Classical Swine Fever is the single most economically important and economically devastating disease of swine. Like all Pestiviruses, the CSF virus has a wide variety of clinical forms and has the tendency to cause persistent infections which are the major cause of the continuance of losses due to the virus.
The acute forms of CSF result in high fever and high mortality with CNS signs, diarrhea, cyanosis, and a typical pattern of petechial hemorrhages in a wide variety of organs. Various chronic and atypical forms of the disease exist which on necropsy may display lymphoid necrosis in tonsils, ileum, ileocecal valve, and colon. The cyanosis and respiratory signs and diarrhea associated with CSF may result in it being confused with other common diseases of swine, and indeed CSF may be complicated by other common swine diseases such as PRRS, PCV-2, PRV, Salmonellosis, or other bacterial causes of respiratory disease.
Since the late 1950’s a lapinized CSF vaccine has been in use in China and its use is widespread, with virtually all farms using the vaccine which is administered to both sows and piglets. Sows and gilts are vaccinated on a variable schedule depending upon the prevailing vaccination strategy, and piglets are typically vaccinated at about 35 days of age, although in some situations, pre-colostral vaccination of piglets is practiced.

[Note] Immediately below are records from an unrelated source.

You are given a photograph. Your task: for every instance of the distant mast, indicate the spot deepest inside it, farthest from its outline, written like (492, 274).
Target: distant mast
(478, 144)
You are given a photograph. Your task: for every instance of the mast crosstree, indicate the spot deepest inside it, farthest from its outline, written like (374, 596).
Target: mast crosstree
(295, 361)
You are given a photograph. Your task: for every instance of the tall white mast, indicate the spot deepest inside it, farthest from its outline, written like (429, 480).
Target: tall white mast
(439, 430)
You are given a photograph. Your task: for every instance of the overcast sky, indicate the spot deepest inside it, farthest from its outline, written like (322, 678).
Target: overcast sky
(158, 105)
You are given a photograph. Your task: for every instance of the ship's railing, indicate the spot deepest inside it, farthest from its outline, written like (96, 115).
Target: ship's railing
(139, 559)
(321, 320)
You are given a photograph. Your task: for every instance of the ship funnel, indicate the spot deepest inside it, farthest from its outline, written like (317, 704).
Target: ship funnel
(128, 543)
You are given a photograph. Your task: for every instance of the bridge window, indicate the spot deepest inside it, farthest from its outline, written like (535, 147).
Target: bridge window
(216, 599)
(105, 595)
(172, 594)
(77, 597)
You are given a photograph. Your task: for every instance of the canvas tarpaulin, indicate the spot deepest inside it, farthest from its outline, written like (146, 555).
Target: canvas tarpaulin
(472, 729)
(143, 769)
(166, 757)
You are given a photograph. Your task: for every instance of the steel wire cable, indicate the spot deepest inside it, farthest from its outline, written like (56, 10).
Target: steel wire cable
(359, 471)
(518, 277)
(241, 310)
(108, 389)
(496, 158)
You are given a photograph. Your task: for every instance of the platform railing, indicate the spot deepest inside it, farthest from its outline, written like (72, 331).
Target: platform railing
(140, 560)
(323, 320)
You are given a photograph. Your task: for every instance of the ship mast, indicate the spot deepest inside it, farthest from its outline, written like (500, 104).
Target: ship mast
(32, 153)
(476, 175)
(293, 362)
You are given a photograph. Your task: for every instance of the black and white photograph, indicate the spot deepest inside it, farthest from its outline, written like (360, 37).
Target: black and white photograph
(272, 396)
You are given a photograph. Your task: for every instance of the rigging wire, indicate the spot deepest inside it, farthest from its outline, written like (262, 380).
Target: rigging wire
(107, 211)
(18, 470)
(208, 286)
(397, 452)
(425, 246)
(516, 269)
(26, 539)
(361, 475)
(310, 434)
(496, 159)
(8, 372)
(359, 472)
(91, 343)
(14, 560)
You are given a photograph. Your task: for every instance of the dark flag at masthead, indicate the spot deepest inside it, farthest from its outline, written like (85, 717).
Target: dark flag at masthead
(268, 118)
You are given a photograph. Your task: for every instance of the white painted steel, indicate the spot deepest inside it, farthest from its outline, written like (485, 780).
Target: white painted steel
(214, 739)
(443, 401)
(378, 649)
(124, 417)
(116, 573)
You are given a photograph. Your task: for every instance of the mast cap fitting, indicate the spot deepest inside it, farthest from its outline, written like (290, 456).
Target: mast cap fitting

Despite the heavy use of vaccines, CSF continues to be a major source of economic losses. Improper vaccination technique and improper transportation and storage of the vaccine is often blamed for the rather frequent outbreaks in the face of a rigourous vaccination programme.
Current practice in many herds is to monitor post-vaccination immune status in piglets to determine if vaccination has been successful. It is not particularly likely that the actual degree of practical immunity to infection can be determined by serology nor is it likely that immunity is in some way proportional to the antibody titer in every pig, since it has been observed that vaccinated pigs without antibody titers can be adequately protected against infection. However, the monitoring of antibody titers likely serves an effective watchdog function inasmuch as the Ab level is a measure of whether or not pigs were properly vaccinated.
Some discussion is made as to whether or not tissue culture vaccine derived from rabbit lymphnode and spleen is superior or inferior to vaccine produced in cell culture, and the relative advantages of different products in producing cell mediated immunity vs humoural immunity, etc. A review of the available literature and the technology seems to suggest that either tissue culture or cell culture derived vaccine can be effective, and it does not appear that the many vaccination failures are due to the choice of tissue vs cell culure vaccine.
Immunocompetency of the piglet likewise does not appear to be a major factor, but maternal antibody from colostrum can interfere with vaccination success.
The CSF virus does not generally move by the airborne route, unlike PRV, PRRS, SIV, and FMD which readily spread through the air across considerable distances of several kilometers. It is unlikely that CSF would even spread from one side of a barn to another inside a closed air space unless it is carried by the movement of pigs or the movement of contaminated instruments, boots, equipment, etc.
Although the tracking of the disease by workers and contaminated equipment and infected pigs certainly is playing a large role in the on-farm spread of the disease, a more important and the most important factor in the spread of Classical Swine Fever is the presence of persistently infected pigs that are transplacentally infected before birth and produce tremendous amounts of virus such that the immunization programme is overcome by the high exposure level.
For herds that have good sanitation, are practicing all-in/all-out batch management of pig flow, and have a good vaccination programme for CSF, elimination of CSF by identification and culling of persistently infected sows is a possible strategy. Persistently infected sows can be detected by Antigen-Capture Elisa, immunochemistry, or PCR. Vaccine virus interference is not an issue if the vaccination date is known because the vaccine virus does not persist in blood longer than 3 weeks after vaccination.